What are the key administrative safeguards under HIPAA?

They include a documented, enterprise-wide risk analysis and ongoing risk management; written policies and procedures; Workforce Training Requirements with tracking and sanctions for violations; designated privacy and security officers; contingency planning and incident response; and vendor oversight through Business Associate Agreements and periodic assessments.

How must breaches of PHI be reported?

After assessing the probability of compromise, notify affected individuals without unreasonable delay and within required deadlines. Include clear explanations, the PHI involved, protective steps, and contacts. For larger incidents, submit regulator notices—and when applicable, public notices—to satisfy Data Breach Notification obligations, and retain complete documentation.
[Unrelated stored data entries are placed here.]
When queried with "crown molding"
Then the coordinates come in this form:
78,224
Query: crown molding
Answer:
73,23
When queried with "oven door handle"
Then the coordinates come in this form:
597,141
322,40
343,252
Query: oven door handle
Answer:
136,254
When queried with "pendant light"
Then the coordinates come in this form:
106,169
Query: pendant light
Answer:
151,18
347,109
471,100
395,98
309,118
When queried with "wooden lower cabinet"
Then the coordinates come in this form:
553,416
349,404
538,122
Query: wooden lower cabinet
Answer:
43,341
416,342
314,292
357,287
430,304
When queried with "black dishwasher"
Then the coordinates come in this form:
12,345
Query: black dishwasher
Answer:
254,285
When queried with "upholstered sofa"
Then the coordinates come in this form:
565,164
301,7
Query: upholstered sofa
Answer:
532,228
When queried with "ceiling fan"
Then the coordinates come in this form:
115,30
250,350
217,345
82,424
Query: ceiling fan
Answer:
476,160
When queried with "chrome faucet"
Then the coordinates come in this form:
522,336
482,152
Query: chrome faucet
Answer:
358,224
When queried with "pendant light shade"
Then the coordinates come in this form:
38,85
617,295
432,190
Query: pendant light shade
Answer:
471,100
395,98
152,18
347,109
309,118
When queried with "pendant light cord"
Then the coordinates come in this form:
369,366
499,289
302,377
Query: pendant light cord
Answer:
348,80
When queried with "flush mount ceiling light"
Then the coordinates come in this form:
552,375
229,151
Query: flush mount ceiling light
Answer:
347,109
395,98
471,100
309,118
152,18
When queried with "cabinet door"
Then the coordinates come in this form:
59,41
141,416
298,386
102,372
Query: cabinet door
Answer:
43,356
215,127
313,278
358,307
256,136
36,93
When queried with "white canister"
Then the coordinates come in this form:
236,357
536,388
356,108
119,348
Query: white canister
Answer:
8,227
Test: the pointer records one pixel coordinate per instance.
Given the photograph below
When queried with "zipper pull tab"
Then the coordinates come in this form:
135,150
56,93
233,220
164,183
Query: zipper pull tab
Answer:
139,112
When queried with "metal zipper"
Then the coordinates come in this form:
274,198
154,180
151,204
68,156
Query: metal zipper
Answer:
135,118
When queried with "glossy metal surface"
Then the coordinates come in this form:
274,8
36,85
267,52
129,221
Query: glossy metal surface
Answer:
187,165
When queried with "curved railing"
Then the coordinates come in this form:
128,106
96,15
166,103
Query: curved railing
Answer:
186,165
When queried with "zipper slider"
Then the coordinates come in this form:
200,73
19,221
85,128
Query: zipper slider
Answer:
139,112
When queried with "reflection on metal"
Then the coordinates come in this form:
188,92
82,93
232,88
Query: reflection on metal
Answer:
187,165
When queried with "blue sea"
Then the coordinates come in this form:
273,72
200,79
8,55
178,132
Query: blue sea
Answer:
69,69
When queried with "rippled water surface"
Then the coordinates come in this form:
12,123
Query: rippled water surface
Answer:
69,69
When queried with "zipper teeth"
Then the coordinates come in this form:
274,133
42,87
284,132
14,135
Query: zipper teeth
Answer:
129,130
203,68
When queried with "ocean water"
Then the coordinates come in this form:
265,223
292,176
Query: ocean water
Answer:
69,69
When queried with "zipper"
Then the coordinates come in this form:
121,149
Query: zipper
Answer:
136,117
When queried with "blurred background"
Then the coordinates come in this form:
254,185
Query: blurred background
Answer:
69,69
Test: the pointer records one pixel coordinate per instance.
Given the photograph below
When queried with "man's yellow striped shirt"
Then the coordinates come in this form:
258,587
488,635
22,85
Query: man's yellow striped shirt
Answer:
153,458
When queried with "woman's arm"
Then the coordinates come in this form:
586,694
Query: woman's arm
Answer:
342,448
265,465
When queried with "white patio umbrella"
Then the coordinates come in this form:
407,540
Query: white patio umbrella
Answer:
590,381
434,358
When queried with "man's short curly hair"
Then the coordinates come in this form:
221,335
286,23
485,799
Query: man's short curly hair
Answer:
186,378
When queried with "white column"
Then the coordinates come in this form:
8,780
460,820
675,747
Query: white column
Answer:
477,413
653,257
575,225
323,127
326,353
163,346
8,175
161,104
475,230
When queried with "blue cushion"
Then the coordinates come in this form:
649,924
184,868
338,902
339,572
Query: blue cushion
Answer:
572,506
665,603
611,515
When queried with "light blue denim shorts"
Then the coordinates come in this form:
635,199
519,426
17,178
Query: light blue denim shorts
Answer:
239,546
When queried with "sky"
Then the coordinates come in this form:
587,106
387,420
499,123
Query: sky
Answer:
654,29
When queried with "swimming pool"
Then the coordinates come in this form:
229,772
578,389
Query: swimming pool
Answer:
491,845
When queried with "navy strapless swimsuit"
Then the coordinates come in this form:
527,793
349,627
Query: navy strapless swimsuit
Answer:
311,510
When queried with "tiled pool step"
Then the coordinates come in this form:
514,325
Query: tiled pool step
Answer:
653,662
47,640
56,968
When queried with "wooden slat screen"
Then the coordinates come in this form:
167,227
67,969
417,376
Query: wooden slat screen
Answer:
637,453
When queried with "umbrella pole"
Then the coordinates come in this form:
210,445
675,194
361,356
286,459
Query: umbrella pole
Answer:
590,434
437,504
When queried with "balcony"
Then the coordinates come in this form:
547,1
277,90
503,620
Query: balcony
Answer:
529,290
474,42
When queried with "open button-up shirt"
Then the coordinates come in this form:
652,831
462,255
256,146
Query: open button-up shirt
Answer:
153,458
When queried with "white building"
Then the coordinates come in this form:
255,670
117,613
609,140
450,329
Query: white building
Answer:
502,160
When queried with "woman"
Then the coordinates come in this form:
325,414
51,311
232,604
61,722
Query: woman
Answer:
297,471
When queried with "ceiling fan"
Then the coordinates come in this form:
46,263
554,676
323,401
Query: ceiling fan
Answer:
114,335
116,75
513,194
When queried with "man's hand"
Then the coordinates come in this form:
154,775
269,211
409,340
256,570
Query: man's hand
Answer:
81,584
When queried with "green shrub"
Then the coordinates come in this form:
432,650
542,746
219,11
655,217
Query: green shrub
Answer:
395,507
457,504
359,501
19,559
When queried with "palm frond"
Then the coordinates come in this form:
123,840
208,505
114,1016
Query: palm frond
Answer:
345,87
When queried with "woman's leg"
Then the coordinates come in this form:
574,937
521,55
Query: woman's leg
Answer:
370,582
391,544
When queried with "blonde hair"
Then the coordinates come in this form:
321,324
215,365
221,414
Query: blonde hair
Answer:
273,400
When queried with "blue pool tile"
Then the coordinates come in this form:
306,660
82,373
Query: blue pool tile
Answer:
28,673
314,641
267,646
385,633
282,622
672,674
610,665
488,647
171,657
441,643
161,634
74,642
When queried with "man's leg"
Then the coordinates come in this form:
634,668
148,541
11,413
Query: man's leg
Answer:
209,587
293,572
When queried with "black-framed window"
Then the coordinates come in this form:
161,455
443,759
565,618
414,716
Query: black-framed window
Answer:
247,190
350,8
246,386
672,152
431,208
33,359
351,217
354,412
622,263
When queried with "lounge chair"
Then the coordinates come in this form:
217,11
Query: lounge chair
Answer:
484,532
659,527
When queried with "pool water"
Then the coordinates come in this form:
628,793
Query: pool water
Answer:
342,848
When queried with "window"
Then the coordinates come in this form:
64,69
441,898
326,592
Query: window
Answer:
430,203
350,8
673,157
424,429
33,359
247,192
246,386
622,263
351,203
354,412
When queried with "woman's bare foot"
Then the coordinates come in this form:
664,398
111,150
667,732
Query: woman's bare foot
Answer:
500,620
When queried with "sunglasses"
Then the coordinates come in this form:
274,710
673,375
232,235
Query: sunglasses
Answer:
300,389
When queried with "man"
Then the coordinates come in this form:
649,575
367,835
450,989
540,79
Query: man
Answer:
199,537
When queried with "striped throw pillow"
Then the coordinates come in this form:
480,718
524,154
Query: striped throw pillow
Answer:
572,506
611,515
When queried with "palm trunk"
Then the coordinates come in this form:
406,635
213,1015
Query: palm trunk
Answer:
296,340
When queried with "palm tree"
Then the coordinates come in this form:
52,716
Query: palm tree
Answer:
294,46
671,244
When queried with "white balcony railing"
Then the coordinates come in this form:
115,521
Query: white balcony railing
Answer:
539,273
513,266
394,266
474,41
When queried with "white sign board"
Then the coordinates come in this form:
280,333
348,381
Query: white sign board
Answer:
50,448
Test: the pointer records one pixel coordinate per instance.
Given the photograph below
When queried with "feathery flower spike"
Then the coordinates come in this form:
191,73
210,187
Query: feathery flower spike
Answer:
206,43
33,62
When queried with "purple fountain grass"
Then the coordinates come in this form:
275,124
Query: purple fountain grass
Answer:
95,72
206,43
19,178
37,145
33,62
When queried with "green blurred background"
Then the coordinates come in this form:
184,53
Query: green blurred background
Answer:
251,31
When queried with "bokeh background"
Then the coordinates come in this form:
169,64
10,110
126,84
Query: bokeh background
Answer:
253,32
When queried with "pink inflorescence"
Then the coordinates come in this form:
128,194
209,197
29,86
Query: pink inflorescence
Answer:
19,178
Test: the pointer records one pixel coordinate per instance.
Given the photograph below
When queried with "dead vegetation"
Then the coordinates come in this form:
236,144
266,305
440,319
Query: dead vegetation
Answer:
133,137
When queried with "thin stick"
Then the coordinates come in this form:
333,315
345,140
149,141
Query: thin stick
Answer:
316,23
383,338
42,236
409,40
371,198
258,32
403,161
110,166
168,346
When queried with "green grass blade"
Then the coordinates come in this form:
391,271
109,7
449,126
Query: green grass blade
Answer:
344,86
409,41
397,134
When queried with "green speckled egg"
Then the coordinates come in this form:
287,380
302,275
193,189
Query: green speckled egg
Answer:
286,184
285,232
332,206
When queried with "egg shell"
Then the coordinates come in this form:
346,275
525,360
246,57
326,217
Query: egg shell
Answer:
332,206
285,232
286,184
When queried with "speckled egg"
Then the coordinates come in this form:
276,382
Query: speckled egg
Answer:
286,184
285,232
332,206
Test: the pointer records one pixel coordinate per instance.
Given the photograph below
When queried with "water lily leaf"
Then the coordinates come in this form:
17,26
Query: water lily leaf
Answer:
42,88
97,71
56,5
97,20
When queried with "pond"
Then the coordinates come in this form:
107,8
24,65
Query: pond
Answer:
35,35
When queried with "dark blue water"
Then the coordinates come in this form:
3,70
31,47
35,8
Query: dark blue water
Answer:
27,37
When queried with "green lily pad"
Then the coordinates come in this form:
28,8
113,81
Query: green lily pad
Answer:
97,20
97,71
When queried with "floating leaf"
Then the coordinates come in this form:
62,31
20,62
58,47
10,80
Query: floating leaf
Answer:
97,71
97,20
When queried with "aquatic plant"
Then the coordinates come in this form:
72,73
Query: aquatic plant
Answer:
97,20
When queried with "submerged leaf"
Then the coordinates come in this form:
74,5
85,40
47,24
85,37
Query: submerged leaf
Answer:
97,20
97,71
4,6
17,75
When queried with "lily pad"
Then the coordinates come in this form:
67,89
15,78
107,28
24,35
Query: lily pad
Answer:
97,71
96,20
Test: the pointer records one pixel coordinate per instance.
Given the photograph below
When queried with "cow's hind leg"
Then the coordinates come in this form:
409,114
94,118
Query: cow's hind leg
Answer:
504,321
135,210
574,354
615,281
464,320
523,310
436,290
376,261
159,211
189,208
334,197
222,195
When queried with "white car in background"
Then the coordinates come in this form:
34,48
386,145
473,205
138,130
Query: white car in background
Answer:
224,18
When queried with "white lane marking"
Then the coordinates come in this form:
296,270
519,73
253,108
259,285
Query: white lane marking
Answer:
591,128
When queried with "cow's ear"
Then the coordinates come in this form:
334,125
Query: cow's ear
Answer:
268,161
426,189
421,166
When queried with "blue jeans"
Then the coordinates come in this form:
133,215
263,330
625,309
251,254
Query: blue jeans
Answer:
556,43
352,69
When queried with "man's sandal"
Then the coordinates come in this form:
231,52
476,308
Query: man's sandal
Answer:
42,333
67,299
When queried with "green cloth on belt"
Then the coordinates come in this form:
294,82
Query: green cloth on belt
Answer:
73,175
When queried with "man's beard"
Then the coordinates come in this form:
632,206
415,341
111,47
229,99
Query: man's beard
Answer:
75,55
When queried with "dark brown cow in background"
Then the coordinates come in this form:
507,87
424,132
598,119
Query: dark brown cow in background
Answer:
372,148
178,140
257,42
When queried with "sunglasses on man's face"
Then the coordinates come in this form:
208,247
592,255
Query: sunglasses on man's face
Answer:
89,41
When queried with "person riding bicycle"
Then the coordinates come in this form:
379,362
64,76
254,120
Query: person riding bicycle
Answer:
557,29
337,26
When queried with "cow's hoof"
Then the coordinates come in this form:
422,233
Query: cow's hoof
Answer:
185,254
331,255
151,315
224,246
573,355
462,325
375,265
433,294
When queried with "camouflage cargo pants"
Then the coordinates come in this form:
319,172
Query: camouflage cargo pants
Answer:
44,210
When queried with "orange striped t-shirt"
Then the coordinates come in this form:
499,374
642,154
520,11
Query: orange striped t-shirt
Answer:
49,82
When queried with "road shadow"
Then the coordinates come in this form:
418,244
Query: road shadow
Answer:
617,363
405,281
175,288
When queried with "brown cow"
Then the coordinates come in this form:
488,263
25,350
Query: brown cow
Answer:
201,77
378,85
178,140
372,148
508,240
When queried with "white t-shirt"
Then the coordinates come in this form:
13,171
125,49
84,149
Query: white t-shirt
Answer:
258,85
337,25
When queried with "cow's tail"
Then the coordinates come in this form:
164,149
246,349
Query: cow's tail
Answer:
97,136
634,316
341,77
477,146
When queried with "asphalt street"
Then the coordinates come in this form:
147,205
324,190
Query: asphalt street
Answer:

What penalties apply for HIPAA noncompliance?

Civil monetary penalties are tiered based on culpability, with higher amounts for willful neglect and failure to correct. Remedies can include resolution agreements, corrective action plans, and multi-year monitoring. Criminal penalties may apply for knowingly obtaining or disclosing PHI for prohibited purposes.

How does the minimum necessary standard limit PHI use?

It requires you to limit uses, disclosures, and requests to the least amount of PHI needed to accomplish a specific purpose. You implement it with role-based access, predefined data sets for routine disclosures, documented approvals for exceptions, and reliance on de-identified or limited data sets whenever full identifiers are not essential.